Em 31 de Janeiro de 2005 o Banco Central Europeu (BCE) recebeu do Conselho da União Europeia um pedido de parecer sobre uma proposta de decisão do Conselho respeitante à assinatura da Convenção da Haia relativa à legislação a aplicar a certos direitos respeitantes a valores mobiliários detidos junto de intermediários (a seguir a «decisão proposta») (1).

2.

A competência do BCE para emitir parecer resulta do disposto no primeiro travessão do n.o 4 do artigo 105.o do Tratado que institui a Comunidade Europeia. A decisão proposta tem por único objectivo autorizar a assinatura da Convenção em nome da Comunidade. A decisão proposta é uma «proposta de acto comunitário» na acepção do n.o 4 do artigo 105.o do Tratado, pelos seguintes motivos:

os acordos internacionais vinculam a Comunidade e são parte integrante do direito comunitário (2); e

a decisão de uma instituição comunitária de autorizar a assinatura, em nome da Comunidade, de uma convenção internacional destinada a produzir efeitos jurídicos na Comunidade é um acto comunitário (3).

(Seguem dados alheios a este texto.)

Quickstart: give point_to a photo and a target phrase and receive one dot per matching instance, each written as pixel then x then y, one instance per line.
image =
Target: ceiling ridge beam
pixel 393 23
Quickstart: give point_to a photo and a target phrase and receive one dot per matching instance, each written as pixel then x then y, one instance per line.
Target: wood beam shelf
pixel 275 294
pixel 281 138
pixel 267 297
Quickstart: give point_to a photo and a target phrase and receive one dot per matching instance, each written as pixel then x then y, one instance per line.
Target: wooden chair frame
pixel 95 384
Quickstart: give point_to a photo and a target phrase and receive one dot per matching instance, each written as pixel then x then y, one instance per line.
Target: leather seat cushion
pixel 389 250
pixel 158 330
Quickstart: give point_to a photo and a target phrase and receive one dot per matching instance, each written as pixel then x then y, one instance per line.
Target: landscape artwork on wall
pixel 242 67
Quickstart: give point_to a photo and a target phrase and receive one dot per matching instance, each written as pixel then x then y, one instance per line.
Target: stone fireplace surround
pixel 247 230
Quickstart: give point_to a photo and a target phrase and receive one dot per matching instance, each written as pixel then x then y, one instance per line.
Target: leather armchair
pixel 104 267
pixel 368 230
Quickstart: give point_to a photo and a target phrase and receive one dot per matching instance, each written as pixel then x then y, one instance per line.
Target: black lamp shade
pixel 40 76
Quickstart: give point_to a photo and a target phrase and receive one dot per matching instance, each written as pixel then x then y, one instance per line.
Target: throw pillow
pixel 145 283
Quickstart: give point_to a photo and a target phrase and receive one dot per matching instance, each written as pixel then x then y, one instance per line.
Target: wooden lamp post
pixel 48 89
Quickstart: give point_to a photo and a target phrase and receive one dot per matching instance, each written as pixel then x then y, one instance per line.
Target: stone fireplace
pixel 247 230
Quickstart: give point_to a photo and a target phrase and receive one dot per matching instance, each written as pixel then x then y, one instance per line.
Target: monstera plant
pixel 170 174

A Convenção diz directamente respeito aos domínios da competência do Eurosistema e do BCE pelas consequências que poderá ter:

i)

para o bom funcionamento, a eficiência e a solidez dos sistemas de compensação e de pagamentos da área do euro (n.o 2 do artigo 105.o do Tratado e artigos 3.o-1 e 22.o dos Estatutos do Sistema Europeu de Bancos Centrais e do Banco Central Europeu); e

ii)

para a definição e execução da política monetária da área do euro (n.o 2 do artigo 105.o do Tratado e artigo 3.o-1 dos Estatutos), tendo em conta, nomeadamente, a obrigação do Eurosistema de efectuar as suas operações de crédito com base em garantias adequadas (artigo 18.o-1 dos Estatutos).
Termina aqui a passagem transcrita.